AI, ML, NLP: Like the travel industry, technology has many initialisms that serve a purpose but sometimes can be misunderstood or individuals may have different perceptions of what they represent. Artificial Intelligence (AI) for instance could conjure thoughts of the Matrix, the Terminator, the Star Trek computer (LCARS - Library Computer Access/Retrieval System), or someone’s Siri/Alexa.
Some of these serve as real-world inspiration for new and emerging technologies. Some obviously make for great viewing and others could be concerning if our future is dictated by machines...we all know which ones "those" are.
However, I think most people look at AI favorably. They envision a world where tasks are automated to make our lives easier. In terms of travel, automation has improved processes which often leads to reduced cost or improved revenues like automation has done in other industries. Automation can occur without the buzzwords of AL, ML, and NLP. We can place clear rules for machines to follow and they will follow them precisely. As an example, when we need to have physical cash, it’s fair to say that most of us will go to an ATM, a bank machine, rather than to a teller. In fact, some could favor the machine as they have more confidence that the transaction will be done correctly. Unlike with a person, the machine is not only scanning the bills with many sensors to ensure the amount is correct, it is also weighing the bills. The ATM has the ability to have many more variables to assess the denomination and output of bills to provide (or receive).
The same is true with planes. For many years, we’ve heard that planes can fly themselves. They have many sensors, communications to ground control, and sophisticated onboard systems. Yet, all commercial flights use human pilots for getting from point A to point B. Would AI make us trust the machine more? Or are we not ready for that shift yet?
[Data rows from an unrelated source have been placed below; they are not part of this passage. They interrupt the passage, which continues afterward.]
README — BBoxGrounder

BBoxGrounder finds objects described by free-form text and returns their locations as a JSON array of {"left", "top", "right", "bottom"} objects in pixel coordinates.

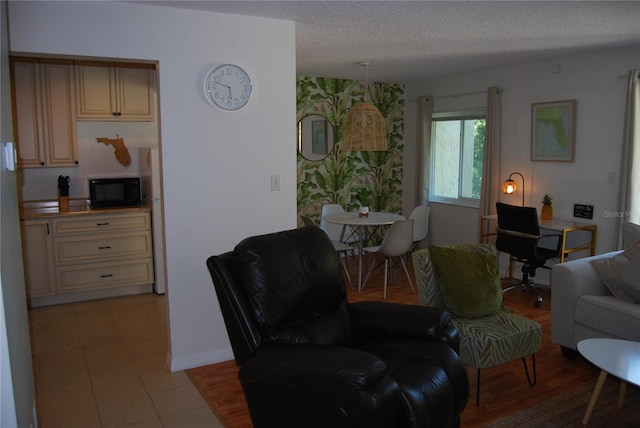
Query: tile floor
[{"left": 29, "top": 294, "right": 223, "bottom": 428}]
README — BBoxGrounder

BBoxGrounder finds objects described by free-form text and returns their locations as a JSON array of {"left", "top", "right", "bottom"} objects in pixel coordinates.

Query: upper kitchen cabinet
[
  {"left": 76, "top": 61, "right": 155, "bottom": 122},
  {"left": 11, "top": 57, "right": 78, "bottom": 168}
]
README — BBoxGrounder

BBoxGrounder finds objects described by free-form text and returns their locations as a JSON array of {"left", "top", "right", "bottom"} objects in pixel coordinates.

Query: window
[{"left": 429, "top": 110, "right": 486, "bottom": 207}]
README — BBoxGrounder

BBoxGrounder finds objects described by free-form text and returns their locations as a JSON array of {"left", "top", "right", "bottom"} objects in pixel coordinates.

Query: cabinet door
[
  {"left": 11, "top": 58, "right": 78, "bottom": 168},
  {"left": 116, "top": 64, "right": 154, "bottom": 121},
  {"left": 41, "top": 60, "right": 78, "bottom": 167},
  {"left": 22, "top": 220, "right": 55, "bottom": 297},
  {"left": 76, "top": 61, "right": 155, "bottom": 121},
  {"left": 76, "top": 61, "right": 117, "bottom": 120},
  {"left": 11, "top": 58, "right": 45, "bottom": 167}
]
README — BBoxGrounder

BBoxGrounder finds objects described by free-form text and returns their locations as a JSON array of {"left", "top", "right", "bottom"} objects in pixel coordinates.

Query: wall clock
[{"left": 204, "top": 64, "right": 252, "bottom": 111}]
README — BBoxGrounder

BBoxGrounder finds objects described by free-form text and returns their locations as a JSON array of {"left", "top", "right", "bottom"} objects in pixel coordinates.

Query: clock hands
[{"left": 215, "top": 82, "right": 233, "bottom": 99}]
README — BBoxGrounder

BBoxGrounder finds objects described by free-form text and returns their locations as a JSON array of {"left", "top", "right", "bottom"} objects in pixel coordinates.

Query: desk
[
  {"left": 480, "top": 214, "right": 598, "bottom": 263},
  {"left": 324, "top": 212, "right": 404, "bottom": 292},
  {"left": 578, "top": 338, "right": 640, "bottom": 425}
]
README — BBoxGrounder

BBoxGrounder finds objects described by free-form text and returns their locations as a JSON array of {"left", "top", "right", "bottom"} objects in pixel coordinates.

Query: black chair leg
[
  {"left": 476, "top": 354, "right": 538, "bottom": 407},
  {"left": 522, "top": 354, "right": 538, "bottom": 386}
]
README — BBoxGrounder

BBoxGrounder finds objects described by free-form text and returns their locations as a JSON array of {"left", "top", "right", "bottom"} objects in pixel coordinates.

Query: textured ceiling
[{"left": 141, "top": 1, "right": 640, "bottom": 82}]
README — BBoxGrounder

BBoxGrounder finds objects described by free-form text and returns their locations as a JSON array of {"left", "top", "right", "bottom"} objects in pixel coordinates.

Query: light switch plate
[
  {"left": 271, "top": 174, "right": 280, "bottom": 192},
  {"left": 2, "top": 142, "right": 16, "bottom": 171},
  {"left": 573, "top": 204, "right": 593, "bottom": 220}
]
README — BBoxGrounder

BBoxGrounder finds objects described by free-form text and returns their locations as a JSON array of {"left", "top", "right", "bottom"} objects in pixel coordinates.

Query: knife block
[{"left": 58, "top": 196, "right": 69, "bottom": 211}]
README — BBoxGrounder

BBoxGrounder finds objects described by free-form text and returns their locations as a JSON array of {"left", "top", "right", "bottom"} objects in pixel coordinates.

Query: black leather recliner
[{"left": 207, "top": 227, "right": 469, "bottom": 428}]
Perhaps we need to build a trust not of the machine, but our perception of what the machine can or cannot do. Many travel websites have chatbots which use Natural Language Processing (NLP). You enter a question or request and the chatbot is able to understand the ask, to provide a response based on rules that its administrator has provided. Sometimes the chatbot can answer the question and in other cases it helps ask questions that a customer service rep would ask in order to get to the root problem: How can I help you today? If you would like to change your ticket, what would you like to change? These chatbots can possibly eliminate the need for human interaction or at least reduce the amount of time (therefore cost) of customer service reps.
Machine learning (ML) can provide us insights on data. Data scientists can use machine learning systems to crunch through large datasets to learn and understand the data. The technology saves a lot of time but can still have errors because of…people. The value of the output can only be as good as logic/code to understand the data .And although these technologies are impressive and can do wonderful things, it is still dependent on people to provide the underlying logic.
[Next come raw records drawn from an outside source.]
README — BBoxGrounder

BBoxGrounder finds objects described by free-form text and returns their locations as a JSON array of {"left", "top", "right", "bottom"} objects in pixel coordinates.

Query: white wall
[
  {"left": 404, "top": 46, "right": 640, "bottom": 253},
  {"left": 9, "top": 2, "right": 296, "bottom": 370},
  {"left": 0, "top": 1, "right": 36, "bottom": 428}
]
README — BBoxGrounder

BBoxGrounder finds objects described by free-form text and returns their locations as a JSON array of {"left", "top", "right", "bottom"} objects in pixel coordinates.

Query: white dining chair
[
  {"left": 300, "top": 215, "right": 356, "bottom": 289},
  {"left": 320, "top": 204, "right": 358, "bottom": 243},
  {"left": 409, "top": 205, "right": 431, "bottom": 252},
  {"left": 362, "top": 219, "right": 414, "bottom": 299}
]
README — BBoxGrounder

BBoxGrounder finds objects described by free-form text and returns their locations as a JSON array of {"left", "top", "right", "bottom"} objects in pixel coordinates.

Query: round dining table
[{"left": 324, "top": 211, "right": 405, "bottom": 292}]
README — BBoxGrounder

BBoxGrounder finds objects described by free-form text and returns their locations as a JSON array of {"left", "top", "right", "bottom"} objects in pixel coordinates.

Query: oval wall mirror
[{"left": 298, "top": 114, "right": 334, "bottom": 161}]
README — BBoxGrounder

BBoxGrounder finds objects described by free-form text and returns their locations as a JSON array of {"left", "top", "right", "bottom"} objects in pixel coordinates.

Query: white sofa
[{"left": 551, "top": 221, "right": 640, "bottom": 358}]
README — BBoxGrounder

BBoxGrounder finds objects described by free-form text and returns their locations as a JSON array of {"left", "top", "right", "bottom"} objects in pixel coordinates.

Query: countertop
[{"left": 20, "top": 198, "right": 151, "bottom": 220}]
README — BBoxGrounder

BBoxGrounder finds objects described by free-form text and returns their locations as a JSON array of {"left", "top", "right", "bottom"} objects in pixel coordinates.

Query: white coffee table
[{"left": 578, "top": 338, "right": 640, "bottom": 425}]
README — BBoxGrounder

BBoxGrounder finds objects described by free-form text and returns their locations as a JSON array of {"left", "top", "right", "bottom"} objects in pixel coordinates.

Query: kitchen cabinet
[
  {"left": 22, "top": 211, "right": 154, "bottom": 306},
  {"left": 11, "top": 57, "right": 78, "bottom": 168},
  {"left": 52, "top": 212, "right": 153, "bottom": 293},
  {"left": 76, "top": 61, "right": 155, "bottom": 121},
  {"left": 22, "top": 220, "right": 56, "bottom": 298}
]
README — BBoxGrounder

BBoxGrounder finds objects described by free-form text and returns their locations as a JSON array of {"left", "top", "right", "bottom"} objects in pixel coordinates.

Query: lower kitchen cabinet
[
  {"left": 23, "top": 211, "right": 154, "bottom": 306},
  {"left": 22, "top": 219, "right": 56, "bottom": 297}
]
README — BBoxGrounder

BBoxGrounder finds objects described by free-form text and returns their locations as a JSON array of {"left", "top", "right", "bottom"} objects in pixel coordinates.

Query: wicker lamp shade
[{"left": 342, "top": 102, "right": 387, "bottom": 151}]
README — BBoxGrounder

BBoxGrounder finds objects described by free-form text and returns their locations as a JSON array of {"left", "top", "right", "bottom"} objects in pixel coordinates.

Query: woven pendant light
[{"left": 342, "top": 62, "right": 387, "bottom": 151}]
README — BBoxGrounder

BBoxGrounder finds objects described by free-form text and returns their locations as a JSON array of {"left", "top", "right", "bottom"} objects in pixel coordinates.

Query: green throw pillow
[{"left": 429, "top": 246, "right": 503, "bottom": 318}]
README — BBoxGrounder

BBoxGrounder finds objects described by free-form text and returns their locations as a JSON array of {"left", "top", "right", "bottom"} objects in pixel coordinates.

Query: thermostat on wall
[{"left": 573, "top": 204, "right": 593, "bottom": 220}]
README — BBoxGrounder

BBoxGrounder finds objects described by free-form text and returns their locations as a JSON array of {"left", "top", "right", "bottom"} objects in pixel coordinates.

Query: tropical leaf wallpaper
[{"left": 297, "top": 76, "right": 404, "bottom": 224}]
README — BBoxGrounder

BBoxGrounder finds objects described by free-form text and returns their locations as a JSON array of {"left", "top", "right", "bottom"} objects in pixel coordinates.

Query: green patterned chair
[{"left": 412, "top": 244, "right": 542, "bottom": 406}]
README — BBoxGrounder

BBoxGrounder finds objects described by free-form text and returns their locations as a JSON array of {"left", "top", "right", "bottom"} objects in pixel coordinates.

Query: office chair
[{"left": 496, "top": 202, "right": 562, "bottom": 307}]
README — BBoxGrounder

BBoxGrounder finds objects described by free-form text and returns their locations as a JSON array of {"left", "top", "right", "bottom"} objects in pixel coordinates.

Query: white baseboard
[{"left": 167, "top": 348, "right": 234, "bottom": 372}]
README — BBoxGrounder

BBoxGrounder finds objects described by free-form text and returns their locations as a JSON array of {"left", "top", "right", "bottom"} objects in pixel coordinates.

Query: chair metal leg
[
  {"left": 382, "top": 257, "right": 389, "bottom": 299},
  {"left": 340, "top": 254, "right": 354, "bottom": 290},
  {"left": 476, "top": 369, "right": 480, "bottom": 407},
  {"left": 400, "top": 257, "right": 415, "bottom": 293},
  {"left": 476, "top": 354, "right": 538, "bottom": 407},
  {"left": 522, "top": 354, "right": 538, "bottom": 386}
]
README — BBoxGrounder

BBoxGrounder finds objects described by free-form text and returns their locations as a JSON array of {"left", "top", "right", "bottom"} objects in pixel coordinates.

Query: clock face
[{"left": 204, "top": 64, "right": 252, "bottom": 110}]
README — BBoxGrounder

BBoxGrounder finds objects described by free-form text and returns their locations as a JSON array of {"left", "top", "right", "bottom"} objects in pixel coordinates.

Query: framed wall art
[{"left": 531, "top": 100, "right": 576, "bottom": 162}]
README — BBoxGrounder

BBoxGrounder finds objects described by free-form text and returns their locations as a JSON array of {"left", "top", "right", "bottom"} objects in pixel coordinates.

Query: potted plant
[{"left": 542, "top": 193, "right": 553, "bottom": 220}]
With Artificial Intelligence (AI), the utopia is for code to write better code, to learn. In the case of humans, we often learn from our mistakes. Does AI operate that same way? Even so, would we still trust that it will make the right decision? I think it is safe to say that society is not ready for AI to perform surgeries. But we are definitely ready for more of a virtual assistant on steroids. The pendulum is already swinging towards allowing AI to take on more tasks but adoption of AI is still slow.
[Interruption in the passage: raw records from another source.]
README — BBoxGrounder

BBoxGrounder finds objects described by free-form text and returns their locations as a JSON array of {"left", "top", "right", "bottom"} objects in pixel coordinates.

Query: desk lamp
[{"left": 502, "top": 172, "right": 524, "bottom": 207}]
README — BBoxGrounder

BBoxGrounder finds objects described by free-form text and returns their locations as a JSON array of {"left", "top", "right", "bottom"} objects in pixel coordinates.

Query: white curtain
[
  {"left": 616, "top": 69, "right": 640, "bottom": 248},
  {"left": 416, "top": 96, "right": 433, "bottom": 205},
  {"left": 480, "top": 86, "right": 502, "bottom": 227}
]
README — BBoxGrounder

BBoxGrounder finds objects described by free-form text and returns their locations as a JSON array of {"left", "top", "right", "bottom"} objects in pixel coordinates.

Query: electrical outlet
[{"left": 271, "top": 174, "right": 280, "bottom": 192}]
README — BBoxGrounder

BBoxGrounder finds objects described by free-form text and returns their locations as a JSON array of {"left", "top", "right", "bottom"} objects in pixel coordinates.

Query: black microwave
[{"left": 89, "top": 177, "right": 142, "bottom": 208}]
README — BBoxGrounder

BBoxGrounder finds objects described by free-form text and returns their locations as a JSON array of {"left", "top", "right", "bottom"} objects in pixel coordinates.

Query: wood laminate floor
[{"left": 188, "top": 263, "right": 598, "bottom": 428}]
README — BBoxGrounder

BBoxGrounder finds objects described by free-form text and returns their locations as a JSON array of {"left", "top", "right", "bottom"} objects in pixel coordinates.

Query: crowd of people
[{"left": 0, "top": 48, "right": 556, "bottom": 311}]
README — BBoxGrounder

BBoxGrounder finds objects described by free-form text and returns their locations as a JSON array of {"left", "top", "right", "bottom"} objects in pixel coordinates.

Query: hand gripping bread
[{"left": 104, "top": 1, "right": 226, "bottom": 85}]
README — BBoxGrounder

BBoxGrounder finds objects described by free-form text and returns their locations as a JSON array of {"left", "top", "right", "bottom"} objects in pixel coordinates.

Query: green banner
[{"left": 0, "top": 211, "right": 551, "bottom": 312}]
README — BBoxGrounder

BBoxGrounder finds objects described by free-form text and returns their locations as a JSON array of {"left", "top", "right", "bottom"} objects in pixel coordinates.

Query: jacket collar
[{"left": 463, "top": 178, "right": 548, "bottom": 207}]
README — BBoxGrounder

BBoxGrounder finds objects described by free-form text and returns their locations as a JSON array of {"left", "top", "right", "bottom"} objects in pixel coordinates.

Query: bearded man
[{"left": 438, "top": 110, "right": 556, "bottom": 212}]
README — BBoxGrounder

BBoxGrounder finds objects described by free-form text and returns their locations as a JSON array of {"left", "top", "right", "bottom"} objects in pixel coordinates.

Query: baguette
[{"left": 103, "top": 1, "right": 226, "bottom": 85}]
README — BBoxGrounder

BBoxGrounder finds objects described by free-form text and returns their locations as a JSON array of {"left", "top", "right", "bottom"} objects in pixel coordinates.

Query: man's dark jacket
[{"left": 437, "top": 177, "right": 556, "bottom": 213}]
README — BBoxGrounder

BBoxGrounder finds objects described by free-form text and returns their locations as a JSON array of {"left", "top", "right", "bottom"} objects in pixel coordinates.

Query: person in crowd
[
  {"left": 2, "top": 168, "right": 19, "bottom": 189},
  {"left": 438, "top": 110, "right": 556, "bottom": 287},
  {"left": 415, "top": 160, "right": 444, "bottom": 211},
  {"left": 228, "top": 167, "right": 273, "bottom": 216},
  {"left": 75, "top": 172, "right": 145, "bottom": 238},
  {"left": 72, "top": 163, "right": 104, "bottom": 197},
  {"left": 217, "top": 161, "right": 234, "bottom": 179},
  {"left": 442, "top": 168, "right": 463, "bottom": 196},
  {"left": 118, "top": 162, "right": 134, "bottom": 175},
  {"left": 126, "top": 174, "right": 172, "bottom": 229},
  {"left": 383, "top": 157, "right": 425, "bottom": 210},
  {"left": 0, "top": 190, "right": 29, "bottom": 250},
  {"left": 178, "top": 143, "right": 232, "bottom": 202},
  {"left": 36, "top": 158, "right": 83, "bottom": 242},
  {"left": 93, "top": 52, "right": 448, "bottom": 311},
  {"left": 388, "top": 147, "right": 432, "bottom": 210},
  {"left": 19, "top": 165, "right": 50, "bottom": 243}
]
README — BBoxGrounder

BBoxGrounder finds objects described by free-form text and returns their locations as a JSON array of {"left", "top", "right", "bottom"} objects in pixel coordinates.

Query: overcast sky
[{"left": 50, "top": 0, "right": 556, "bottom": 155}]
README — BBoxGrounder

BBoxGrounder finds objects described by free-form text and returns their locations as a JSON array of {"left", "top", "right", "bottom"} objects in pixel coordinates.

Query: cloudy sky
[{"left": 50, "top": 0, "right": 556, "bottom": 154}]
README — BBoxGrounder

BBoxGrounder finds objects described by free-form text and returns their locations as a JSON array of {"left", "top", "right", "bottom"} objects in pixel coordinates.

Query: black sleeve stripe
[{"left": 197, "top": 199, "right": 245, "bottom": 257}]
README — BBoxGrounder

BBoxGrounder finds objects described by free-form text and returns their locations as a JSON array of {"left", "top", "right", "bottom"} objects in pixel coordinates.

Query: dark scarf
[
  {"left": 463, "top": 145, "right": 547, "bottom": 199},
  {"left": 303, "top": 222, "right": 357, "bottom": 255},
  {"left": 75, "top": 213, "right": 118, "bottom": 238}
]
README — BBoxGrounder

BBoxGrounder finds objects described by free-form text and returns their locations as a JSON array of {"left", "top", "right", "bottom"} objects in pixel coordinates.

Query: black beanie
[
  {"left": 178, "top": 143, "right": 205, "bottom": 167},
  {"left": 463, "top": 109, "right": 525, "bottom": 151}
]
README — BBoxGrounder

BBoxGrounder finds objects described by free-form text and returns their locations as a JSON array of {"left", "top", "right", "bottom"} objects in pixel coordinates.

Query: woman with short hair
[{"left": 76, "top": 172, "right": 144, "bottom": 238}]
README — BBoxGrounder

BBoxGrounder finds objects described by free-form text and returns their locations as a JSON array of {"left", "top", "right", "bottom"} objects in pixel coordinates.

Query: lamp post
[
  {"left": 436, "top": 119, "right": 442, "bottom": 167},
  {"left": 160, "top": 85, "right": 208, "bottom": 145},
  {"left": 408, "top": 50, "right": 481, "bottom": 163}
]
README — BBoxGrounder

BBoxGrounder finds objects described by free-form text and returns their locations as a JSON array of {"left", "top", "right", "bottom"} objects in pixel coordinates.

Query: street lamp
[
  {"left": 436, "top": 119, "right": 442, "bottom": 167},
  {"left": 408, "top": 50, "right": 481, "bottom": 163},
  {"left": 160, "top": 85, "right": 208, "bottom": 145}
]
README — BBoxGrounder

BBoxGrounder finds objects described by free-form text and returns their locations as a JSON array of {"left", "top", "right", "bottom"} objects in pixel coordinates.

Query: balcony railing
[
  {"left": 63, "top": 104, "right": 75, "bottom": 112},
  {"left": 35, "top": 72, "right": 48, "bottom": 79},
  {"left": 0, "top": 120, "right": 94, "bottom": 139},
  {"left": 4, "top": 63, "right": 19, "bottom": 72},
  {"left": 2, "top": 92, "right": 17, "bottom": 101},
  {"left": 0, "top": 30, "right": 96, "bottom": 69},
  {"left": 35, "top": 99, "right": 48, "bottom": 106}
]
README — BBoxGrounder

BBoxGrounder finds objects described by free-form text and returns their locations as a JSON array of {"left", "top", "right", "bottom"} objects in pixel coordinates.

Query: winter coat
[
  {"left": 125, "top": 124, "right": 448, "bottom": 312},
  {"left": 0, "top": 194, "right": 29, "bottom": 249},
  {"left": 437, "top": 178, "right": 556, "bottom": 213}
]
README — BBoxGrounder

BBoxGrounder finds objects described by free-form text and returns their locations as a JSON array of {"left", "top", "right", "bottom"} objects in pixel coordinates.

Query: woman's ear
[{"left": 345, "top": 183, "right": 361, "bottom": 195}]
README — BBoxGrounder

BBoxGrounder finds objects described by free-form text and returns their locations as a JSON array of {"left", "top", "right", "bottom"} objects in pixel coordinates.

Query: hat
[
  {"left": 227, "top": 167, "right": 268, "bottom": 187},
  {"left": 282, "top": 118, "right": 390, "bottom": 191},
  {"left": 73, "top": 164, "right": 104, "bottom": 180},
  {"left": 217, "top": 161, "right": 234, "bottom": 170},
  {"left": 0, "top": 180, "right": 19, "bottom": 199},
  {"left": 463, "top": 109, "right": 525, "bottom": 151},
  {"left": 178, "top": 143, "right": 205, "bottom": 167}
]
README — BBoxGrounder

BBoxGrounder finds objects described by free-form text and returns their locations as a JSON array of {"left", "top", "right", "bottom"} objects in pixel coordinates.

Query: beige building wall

For travel bookings, would we be ok if an AI automatically booked our travel based on a meeting invite? Would we assume it knows the right balance of convenience, safety, comfort, and cost? Would we ever give an AI a rating like we do with Airbnb, or do we assume all AI decisions will be perfect?
In the near term, NLP will continue to be a helpful tool as an interface between man and machine. Machine learning is also showing promise as more skilled data scientists graduate and help build beneficial machine learning algorithms. AI will be the laggard for the time being, both because the technology is still in its infancy and also because we (society) may not be ready for it.